みずほ総合研究所の試算によると、東京五輪が開催される来年の訪日外国人観光客は、3600万人。史上最多人数が見込まれている。
それはつまり、「英語」に触れる機会が増えるということ。これをきっかけに、今度こそ本気で英会話を勉強しよう──そう意気込んではみるが、忙しい毎日の中で、ついトーンダウン。その繰り返しになってしまう。
現在はボランティアで観光ガイド活動を行うNPO法人TOKYO FREE GUIDEの代表理事長を務める川本佐奈恵さんも、英会話の勉強を始めた当初は悩みを抱えていた。
「専業主婦として3人の子育てに専念していた32才の時、社会との接点を持つためにもう一度、英語にチャレンジしたいと思いました。しかし、その当時、英会話教室に通うお金を捻出できず、英会話教室はあきらめました」
そこで、川本さんが出合ったのがNHKの『ラジオ英会話』だった。
◆『ラジオ英会話』から英文を拝借
「やったことは3つ。ラジオを聴いて、まねをして、ディクテーション(書き取る)する。テキストの1ページに書いてある会話文すべてをやるのは大変ですから、覚えたいセンテンス(一文)だけをよく聞いて100回口にします」(川本さん・以下同)

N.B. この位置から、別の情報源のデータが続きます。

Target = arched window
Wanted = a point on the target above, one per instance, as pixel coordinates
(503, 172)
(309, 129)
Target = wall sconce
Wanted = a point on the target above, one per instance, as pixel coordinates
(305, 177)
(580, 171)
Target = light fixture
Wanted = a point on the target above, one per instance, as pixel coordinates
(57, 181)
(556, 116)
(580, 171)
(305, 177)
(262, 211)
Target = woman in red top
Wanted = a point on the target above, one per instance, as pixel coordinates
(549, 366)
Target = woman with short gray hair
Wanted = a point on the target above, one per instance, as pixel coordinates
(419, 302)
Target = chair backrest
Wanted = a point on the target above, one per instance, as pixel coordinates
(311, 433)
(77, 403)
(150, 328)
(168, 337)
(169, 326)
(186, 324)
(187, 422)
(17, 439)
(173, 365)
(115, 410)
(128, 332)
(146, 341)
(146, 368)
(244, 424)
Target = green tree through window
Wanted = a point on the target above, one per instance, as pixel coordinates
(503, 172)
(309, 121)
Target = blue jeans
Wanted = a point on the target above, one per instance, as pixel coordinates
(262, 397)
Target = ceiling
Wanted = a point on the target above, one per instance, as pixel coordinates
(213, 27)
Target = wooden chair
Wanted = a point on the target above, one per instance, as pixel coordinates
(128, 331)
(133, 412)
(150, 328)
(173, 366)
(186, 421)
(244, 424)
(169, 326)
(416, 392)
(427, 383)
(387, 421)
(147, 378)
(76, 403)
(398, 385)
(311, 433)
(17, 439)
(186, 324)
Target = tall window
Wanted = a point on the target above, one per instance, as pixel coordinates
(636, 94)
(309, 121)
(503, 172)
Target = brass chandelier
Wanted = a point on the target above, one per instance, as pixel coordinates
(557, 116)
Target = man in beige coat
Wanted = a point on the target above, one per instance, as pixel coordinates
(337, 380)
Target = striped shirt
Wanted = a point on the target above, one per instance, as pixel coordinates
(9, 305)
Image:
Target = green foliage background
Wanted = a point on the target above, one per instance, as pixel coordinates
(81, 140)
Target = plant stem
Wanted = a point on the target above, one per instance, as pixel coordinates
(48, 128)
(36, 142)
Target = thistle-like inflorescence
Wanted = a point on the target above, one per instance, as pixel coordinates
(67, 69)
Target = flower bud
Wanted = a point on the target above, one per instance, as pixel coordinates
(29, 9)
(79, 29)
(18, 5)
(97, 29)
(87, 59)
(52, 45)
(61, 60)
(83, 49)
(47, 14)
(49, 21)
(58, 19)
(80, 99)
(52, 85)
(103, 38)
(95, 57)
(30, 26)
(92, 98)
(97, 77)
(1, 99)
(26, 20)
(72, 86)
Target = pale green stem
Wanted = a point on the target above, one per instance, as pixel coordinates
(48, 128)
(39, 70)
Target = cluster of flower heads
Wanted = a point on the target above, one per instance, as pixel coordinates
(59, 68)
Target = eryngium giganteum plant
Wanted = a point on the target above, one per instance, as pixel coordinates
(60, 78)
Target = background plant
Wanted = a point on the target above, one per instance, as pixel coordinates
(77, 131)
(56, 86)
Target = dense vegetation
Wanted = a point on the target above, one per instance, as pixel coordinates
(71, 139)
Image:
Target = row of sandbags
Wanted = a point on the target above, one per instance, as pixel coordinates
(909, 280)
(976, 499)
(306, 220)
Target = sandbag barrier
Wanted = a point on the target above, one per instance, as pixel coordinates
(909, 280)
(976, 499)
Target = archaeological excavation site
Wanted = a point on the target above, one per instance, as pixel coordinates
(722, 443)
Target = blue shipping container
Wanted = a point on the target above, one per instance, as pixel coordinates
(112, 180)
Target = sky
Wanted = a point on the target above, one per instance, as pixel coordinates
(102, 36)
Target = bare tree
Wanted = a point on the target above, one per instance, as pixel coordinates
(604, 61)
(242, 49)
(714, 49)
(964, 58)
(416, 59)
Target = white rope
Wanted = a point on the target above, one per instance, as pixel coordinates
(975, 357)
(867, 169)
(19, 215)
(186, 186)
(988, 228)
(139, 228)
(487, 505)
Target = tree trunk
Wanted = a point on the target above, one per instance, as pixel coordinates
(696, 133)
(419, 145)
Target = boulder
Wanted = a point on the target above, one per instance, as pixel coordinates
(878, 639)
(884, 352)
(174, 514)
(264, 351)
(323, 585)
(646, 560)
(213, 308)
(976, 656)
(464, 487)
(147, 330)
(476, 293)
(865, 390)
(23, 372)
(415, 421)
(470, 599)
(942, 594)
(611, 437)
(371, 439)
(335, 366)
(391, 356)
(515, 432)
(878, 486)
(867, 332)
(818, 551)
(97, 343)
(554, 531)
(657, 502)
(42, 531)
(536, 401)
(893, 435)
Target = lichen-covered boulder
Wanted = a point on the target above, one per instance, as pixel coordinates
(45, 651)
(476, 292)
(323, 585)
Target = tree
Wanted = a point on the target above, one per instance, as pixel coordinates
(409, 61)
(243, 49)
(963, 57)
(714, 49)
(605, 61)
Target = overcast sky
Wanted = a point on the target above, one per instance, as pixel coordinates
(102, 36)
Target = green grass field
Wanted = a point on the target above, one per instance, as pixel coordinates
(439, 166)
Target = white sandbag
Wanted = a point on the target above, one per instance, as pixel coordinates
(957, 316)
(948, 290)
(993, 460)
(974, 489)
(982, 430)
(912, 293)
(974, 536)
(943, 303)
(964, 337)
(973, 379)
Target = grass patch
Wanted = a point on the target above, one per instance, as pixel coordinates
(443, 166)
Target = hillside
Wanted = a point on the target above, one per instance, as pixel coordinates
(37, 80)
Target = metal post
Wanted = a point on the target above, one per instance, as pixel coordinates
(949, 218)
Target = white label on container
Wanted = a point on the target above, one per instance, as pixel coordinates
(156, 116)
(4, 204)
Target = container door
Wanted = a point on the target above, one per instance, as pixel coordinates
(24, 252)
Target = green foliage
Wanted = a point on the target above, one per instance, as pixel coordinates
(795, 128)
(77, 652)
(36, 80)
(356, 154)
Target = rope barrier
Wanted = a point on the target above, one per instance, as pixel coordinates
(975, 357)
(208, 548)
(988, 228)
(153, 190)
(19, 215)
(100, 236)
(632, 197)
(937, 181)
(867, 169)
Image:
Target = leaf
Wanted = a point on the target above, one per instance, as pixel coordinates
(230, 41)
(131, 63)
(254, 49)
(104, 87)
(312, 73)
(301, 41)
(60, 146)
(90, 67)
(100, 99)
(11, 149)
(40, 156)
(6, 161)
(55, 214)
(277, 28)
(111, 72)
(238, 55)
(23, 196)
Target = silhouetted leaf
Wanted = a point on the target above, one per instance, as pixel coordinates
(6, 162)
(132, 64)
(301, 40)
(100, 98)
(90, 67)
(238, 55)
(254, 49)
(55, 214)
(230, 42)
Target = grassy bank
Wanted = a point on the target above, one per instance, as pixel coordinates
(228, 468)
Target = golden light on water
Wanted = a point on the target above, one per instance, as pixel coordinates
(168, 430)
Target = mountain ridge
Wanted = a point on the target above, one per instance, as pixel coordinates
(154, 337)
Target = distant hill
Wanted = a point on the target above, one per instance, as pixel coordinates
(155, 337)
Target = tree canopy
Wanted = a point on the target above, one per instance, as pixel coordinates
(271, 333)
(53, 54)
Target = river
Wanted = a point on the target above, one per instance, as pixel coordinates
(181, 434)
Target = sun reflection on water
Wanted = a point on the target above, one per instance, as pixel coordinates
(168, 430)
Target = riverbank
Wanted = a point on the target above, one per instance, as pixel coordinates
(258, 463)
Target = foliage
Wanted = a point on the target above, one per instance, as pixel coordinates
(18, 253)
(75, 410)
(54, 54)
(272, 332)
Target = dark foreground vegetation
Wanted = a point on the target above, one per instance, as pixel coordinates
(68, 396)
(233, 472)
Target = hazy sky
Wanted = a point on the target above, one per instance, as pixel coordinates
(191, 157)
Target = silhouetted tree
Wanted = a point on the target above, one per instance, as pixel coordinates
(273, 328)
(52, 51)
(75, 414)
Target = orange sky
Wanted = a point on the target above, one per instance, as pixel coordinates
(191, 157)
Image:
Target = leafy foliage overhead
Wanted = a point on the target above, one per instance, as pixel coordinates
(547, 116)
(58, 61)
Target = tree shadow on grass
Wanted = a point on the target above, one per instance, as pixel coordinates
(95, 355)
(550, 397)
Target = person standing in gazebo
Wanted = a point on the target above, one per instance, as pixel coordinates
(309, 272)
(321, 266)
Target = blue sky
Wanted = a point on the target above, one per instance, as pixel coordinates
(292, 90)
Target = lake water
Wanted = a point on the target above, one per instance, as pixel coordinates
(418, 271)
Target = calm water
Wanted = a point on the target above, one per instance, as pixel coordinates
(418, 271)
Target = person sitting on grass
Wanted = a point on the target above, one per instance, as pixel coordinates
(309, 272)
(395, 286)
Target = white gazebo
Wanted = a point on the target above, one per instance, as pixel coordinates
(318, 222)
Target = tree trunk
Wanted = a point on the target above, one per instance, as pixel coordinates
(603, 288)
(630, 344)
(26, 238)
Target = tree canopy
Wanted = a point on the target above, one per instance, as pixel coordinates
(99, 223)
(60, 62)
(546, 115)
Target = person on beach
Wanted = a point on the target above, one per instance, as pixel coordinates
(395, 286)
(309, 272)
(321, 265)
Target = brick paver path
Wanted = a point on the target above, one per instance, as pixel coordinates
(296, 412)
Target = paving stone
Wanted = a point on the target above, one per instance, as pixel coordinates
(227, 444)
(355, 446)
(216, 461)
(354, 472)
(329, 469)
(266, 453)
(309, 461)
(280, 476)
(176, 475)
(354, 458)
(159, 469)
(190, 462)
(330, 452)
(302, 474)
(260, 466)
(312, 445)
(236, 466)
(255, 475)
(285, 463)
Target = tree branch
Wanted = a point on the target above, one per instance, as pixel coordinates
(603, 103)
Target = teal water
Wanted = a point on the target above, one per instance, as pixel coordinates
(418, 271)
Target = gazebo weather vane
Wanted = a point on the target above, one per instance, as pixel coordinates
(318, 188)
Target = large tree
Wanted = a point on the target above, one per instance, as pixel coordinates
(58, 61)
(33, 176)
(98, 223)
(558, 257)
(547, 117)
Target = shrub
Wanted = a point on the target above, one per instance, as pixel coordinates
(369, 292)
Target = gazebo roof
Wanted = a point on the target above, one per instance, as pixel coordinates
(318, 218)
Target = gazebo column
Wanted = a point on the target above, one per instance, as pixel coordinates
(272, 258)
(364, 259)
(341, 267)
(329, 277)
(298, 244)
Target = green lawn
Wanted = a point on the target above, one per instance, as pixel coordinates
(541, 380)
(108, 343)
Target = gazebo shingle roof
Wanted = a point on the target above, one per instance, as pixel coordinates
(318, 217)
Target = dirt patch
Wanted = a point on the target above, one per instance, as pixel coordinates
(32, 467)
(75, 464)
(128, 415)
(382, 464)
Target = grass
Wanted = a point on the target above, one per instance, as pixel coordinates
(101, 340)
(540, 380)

『ラジオ英会話』をはじめとするNHKラジオの英語番組は、4月から複数の番組が同時にスタートし、1年間放送される。それぞれの番組の進行に沿ったテキストも販売されており、どのテキストも書店で購入可能だ。川本さんは、「番組もテキストも、一本に絞ることがポイント」と話す。
「本気で集中しようと思ったら、1つの番組を聴いて、1冊のテキストをこなすのが精いっぱいです。複数を同時進行すると、ただ聴き流すだけになってしまいます。
1回の放送を繰り返し聴く方がいいので、ICレコーダーを買うといい。ラジオを録音して何度も聴き、何度もまねすることが重要です」
スマホで『NHKゴガク語学講座アプリ』を利用すれば、前の週の放送を聴くことも可能だ。番組によって、難易度のレベルが違うので、自分が最も「楽しい」と思える番組を選ぶのがいい。
川本さんはラジオでの学習と並行して、公民館で開かれる英語交流サークルにも参加した。
「すでに英会話ができる人ばかりで、最初はまったくついていけなかった。しかし、黙っていても仕方ないと思い、1分間のスピーチ用の英文を作っていくことにしました。とはいえ、自分で英文を作る力はない。そこでラジオを聴いて『これは使えるかも』というフレーズをどんどん借りてきてはつなぎ合わせる“英借文”を作るようになりました」
当初、1分間の“英借文”を作るために1週間を費やしていた。結果的に、川本さんの会話力をぐっと引き上げたのは、ラジオでの“インプット”と英借文での“アウトプット”だった。